Я сидел за столом и готовился к какому-то экзамену. «Все к чертям, все к чертям, псу под хвост…» — бормотал он, с пришаркиванием ходя по соседней комнате, и, хотя дверь была закрыта, мне казалось, что отделанные мехом французские тапки его шаркают у меня по голове. Я встал и раскрыл дверь.
— Да ладно, — сказал я отцу водевильно-веселым голосом. — Ну если и выгонят! Не пропадем же. Не на Западе ведь.
Он остановился и, не глядя на меня, взмахивая рукой, будто отбивая такт, закричал неожиданно резко и свистяще:
— Что ты понимаешь, чтобы давать мне советы! Щенок! Я двадцать лет положил на то, чтобы стать тем, кто я есть! Я столько вынес ради этого, ты знаешь?!
Я понял, что обречен на это шарканье до поздней ночи и, если хочу заниматься, должен поискать себе другое место.
Отца не сняли. И когда я сдавал вступительные экзамены, мы получили ордер на трехкомнатную квартиру, а одновременно с ордером подвернулось выгодно купить хорошую дачу в Красной Пахре. Сообщение с поселком было неважное, но нам это было не страшно: у нас уже года два стояла в гараже «Волга», тоже, между прочим, как у того отцова сослуживца, песочного цвета — они их покупали одновременно.

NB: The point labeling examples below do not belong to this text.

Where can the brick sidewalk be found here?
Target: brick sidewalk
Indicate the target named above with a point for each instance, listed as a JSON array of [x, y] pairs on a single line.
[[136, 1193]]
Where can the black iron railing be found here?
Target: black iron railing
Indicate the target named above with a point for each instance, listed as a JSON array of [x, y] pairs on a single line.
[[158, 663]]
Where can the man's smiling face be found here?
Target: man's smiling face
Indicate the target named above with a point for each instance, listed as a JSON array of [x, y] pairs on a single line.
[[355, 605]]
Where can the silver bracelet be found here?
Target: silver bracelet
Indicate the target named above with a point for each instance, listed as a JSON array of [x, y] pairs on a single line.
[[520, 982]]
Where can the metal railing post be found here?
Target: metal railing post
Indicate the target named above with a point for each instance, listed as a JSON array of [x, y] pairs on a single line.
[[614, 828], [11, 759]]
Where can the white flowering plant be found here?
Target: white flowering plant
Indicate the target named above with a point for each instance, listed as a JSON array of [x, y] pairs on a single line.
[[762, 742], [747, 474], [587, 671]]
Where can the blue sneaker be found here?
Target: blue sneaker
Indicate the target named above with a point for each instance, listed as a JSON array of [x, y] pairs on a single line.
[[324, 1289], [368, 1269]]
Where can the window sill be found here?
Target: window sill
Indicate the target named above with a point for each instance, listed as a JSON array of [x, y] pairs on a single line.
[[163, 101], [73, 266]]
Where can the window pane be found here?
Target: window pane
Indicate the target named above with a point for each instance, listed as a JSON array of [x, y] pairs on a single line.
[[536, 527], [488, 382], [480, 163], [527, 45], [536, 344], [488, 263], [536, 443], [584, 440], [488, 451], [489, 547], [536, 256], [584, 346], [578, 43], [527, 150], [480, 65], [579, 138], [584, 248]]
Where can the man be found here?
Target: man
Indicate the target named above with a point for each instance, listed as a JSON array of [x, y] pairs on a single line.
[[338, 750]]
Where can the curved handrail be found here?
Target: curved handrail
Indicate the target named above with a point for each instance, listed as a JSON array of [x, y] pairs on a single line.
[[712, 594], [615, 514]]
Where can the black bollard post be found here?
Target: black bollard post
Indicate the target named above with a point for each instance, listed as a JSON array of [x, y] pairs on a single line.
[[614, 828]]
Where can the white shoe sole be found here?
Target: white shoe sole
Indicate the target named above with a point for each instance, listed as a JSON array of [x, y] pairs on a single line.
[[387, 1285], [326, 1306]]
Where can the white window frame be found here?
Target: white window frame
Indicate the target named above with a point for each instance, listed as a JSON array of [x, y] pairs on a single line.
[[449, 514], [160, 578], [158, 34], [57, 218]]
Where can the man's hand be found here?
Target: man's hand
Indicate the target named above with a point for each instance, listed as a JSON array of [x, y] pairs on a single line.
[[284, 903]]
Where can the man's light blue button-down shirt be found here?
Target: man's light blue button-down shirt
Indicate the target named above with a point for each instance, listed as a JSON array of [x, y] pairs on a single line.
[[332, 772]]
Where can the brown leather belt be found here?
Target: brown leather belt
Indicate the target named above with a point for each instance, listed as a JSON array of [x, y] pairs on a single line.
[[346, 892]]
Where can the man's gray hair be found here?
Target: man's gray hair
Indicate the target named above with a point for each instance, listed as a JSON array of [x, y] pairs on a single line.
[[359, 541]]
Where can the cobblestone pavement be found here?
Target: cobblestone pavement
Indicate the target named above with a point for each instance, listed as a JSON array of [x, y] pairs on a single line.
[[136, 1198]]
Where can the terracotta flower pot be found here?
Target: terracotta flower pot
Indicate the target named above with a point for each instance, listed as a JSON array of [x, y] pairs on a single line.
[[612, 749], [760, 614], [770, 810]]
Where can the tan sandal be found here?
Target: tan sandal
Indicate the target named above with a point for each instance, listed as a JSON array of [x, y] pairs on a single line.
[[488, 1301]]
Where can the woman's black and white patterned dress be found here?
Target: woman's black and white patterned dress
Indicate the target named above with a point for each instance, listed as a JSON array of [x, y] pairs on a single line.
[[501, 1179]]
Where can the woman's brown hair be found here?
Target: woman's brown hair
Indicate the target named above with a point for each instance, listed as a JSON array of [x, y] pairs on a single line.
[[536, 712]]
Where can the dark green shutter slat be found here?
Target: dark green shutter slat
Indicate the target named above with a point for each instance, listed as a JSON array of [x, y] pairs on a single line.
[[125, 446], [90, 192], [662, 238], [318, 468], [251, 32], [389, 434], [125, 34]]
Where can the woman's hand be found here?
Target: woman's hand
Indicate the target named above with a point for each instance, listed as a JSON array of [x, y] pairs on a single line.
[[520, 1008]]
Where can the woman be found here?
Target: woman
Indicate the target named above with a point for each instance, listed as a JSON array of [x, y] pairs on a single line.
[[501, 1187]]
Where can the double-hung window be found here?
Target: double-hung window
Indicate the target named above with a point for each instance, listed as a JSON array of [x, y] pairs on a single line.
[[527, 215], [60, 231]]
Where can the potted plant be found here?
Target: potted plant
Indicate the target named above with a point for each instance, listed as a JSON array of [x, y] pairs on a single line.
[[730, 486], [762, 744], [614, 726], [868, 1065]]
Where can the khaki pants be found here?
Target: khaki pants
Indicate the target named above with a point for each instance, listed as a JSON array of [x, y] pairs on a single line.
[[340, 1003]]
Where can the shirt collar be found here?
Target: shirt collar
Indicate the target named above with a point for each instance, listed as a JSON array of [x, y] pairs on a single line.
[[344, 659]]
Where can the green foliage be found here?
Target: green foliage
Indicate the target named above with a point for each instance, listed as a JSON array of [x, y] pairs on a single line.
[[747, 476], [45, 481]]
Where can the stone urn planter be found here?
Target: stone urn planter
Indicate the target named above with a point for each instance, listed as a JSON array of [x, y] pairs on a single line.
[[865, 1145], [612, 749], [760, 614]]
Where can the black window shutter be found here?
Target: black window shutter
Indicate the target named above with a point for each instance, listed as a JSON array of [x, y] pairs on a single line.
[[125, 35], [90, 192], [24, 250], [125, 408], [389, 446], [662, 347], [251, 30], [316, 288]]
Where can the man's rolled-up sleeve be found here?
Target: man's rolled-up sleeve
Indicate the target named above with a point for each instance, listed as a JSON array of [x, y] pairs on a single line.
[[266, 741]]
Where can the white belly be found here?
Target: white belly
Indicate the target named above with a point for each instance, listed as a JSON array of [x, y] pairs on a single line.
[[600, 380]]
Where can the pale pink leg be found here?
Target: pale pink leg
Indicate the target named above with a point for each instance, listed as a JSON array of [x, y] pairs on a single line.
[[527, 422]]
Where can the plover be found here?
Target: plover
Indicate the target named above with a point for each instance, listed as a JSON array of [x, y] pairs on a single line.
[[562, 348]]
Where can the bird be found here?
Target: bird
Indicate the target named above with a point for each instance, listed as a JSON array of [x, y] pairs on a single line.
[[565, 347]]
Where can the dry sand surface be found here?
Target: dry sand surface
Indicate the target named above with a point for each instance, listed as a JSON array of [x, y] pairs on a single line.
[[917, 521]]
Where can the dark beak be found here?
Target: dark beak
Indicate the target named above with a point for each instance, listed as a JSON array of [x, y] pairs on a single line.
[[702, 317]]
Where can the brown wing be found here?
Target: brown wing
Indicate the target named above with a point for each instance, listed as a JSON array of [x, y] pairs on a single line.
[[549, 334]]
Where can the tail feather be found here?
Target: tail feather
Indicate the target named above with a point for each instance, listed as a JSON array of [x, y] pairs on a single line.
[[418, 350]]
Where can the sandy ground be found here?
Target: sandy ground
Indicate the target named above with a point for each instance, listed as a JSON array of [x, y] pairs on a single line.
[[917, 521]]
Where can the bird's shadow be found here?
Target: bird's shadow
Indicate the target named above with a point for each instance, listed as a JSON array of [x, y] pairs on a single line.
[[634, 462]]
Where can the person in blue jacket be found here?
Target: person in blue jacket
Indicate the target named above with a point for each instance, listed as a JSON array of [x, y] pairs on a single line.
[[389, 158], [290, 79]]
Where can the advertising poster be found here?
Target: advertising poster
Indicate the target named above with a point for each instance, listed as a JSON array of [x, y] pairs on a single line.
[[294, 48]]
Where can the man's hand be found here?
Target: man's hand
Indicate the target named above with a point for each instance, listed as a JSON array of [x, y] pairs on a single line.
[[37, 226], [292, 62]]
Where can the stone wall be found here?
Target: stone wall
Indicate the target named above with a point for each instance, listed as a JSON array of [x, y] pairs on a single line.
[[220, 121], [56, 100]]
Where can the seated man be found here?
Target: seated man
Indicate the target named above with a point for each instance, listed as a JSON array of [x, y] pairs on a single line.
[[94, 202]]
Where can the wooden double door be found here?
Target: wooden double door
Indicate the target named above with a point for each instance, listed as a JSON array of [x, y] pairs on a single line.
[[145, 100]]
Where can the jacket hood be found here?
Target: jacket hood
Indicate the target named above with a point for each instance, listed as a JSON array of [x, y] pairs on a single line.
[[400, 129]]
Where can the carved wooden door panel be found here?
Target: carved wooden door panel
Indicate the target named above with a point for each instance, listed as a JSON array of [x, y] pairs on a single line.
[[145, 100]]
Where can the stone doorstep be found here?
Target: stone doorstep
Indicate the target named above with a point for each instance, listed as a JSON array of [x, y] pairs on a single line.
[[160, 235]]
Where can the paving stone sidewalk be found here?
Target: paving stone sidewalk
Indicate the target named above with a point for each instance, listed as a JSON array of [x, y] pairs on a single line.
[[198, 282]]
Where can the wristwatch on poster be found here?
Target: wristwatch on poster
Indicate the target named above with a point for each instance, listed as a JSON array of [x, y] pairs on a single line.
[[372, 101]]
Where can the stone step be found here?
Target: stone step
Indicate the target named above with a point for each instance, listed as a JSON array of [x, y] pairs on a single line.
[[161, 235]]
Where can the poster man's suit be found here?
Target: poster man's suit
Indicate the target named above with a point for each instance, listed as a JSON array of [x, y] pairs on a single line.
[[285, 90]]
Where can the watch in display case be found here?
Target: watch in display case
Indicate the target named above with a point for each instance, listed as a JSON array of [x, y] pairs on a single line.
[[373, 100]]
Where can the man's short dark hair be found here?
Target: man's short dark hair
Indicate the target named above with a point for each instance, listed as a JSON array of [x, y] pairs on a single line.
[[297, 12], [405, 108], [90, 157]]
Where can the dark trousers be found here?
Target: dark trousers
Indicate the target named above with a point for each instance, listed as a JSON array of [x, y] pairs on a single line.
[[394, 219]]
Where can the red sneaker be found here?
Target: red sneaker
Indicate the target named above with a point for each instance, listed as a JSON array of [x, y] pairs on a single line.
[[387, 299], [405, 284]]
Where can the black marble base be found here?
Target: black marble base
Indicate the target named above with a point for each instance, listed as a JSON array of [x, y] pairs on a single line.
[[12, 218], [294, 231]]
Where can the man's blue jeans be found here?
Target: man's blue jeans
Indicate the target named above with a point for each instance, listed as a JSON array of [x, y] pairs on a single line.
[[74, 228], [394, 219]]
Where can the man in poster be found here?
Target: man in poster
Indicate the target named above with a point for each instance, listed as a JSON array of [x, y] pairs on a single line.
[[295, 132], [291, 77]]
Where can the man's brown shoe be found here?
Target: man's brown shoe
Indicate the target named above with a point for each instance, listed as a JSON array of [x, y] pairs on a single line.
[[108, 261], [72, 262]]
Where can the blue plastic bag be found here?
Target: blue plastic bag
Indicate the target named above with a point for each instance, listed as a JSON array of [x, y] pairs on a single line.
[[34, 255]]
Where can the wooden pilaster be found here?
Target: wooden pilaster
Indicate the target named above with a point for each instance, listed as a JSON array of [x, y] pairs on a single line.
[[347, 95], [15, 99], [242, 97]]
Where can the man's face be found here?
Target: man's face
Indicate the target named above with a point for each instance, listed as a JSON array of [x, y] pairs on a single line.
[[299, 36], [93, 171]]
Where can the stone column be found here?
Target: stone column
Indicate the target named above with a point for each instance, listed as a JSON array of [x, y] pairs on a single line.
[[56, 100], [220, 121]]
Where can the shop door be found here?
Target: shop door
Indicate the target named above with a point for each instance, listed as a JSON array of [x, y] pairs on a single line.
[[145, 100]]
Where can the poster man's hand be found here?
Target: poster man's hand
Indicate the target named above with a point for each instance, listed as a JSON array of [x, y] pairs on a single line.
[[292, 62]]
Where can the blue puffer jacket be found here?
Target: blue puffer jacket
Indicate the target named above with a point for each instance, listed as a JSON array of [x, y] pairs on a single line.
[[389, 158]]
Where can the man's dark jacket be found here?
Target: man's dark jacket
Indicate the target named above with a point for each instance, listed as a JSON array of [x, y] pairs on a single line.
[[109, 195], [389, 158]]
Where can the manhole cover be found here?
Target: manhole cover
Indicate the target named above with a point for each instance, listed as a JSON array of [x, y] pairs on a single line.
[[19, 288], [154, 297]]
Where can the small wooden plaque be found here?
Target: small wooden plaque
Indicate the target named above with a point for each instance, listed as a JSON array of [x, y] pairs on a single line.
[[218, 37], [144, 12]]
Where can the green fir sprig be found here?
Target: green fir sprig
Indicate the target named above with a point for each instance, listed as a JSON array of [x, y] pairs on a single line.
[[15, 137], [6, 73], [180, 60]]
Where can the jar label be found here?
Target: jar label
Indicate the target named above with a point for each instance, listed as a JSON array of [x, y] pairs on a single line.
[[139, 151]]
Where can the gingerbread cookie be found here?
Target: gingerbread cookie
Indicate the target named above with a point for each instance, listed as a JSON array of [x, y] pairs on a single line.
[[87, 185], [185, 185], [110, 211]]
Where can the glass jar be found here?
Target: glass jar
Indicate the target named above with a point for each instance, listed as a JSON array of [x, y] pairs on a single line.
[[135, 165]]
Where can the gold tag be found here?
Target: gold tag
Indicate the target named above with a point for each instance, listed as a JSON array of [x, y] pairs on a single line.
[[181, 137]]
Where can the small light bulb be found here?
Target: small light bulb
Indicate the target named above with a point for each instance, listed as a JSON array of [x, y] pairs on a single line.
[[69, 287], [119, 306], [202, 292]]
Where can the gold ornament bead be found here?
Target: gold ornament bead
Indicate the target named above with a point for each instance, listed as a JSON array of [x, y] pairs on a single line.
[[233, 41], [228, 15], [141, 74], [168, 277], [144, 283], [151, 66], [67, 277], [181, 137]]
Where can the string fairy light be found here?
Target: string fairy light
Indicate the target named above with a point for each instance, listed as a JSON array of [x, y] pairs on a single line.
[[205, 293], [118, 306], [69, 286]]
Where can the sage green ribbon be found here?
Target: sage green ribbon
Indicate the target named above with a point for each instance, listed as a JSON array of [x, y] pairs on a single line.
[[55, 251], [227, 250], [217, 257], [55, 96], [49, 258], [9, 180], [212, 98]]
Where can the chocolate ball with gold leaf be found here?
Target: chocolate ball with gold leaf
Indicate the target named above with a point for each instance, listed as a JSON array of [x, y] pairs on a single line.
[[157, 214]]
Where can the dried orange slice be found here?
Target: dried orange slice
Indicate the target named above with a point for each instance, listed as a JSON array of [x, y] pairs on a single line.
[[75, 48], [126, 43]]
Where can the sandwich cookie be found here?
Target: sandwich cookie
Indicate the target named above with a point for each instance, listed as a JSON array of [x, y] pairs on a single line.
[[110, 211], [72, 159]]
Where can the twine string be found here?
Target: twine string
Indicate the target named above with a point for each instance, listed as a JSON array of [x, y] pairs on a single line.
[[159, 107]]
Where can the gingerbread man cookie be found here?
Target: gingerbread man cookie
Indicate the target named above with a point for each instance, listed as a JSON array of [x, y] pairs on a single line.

А родом отец был из деревни, из Ярославской губернии, и приехал когда-то в Москву в одних-единственных домотканой материи штанах, заплатанном пиджачишке и разваливающихся, с чужой ноги сапогах. Мать, правда, была городская. Но тоже не из барышень, и часто любила вспоминать, что в детстве ей очень хотелось научиться играть на пианино, и способности у нее открылись необыкновенные, но денег купить инструмент не было…
Ночь я почти не спал. Через голову у меня был, казалось, продернут тонкий металлический, прут, он непрестанно дрожал, и от этого его дрожания в голове стоял гулкий тяжелый звон. Горели обожженные ладони, до них было больно дотронуться. Мефодий, столкав одеяло к задней спинке, лежал на своей кровати в одних трусах и, сложив руки на груди, словно молясь во сне по-мусульмански, храпел с богатырской мощью и яростью.
Около семи я поскребся к Макару Петровичу. Он уже был на ногах — тотчас распахнул мне дверь и молча показал рукой: проходи.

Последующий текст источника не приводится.